Mr Netanyahu laid a wreath at the mass graves honouring the 800,000-plus victims of the genocide perpetrated by Hutu extremists against the Tutsi ethnic group and moderate Hutus.

“We are deeply moved by this memorial to the victims of one of history’s greatest crimes and reminded of the haunting similarities to the genocide of our own people,” he and his wife, Sara, wrote in the visitors’ book.

He called genocide “a unique bond that neither one of our peoples will prefer to have” but said both countries have persevered to become “successful states and models for partners.”

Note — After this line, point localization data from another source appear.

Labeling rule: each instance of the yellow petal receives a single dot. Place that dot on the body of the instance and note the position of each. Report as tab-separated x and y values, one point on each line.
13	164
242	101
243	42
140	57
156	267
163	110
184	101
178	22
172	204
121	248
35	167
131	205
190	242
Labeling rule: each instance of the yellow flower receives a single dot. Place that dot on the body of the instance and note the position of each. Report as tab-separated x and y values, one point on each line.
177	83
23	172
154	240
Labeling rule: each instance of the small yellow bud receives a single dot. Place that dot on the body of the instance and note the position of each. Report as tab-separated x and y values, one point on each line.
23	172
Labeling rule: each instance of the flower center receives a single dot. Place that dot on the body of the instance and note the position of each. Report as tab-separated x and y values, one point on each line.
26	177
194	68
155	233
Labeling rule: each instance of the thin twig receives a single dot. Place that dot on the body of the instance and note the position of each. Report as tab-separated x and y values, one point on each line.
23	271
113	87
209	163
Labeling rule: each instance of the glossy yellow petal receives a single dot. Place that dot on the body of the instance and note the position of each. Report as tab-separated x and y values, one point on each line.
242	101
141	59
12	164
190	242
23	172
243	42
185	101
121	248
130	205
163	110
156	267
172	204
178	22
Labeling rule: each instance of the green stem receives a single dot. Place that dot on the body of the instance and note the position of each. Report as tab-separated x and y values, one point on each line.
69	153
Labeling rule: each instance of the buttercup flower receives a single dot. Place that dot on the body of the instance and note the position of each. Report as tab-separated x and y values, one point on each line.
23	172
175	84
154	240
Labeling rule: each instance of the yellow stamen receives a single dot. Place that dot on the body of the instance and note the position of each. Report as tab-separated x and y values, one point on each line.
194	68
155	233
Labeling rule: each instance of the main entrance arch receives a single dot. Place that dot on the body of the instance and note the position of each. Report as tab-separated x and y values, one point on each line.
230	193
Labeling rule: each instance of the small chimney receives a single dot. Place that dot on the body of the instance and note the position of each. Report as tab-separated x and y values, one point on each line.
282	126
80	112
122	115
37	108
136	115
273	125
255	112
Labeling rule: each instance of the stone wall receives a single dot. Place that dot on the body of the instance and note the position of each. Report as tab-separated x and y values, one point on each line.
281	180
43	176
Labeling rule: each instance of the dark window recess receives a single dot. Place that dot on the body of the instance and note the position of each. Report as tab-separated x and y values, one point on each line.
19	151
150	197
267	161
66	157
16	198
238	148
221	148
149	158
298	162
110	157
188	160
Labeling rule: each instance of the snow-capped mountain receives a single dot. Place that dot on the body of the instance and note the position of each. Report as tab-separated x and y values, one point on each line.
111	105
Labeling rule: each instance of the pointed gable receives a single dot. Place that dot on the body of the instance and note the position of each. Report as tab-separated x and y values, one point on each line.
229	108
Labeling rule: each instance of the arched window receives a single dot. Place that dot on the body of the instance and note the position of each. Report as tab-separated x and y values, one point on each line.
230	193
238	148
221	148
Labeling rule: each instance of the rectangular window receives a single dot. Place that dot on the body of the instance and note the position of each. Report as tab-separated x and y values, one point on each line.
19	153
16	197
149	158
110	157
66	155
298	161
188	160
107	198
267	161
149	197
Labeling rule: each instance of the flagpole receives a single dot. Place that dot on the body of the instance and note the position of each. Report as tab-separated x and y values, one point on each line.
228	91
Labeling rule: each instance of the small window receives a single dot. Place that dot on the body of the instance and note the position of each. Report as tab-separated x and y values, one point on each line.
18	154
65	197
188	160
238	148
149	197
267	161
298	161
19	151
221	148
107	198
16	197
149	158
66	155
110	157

Mr Netanyahu, who is pursuing closer security and other ties with African nations, has already been to Uganda and Kenya this week and was moving on to Ethiopia later on Wednesday.

In exchange for its expertise in security and other fields, Israel wants African states to support it at the United Nations, where the Palestinians were recognized as a non-member observer state in 2012.

Israel played a prominent role in assisting newly independent African countries in the 1960s.

Those relations crumbled in the 1970s when Arab countries, promising aid, pressured African nations to limit or cut ties with Israel.

African states were also opposed to Israel’s close ties to South Africa’s apartheid government.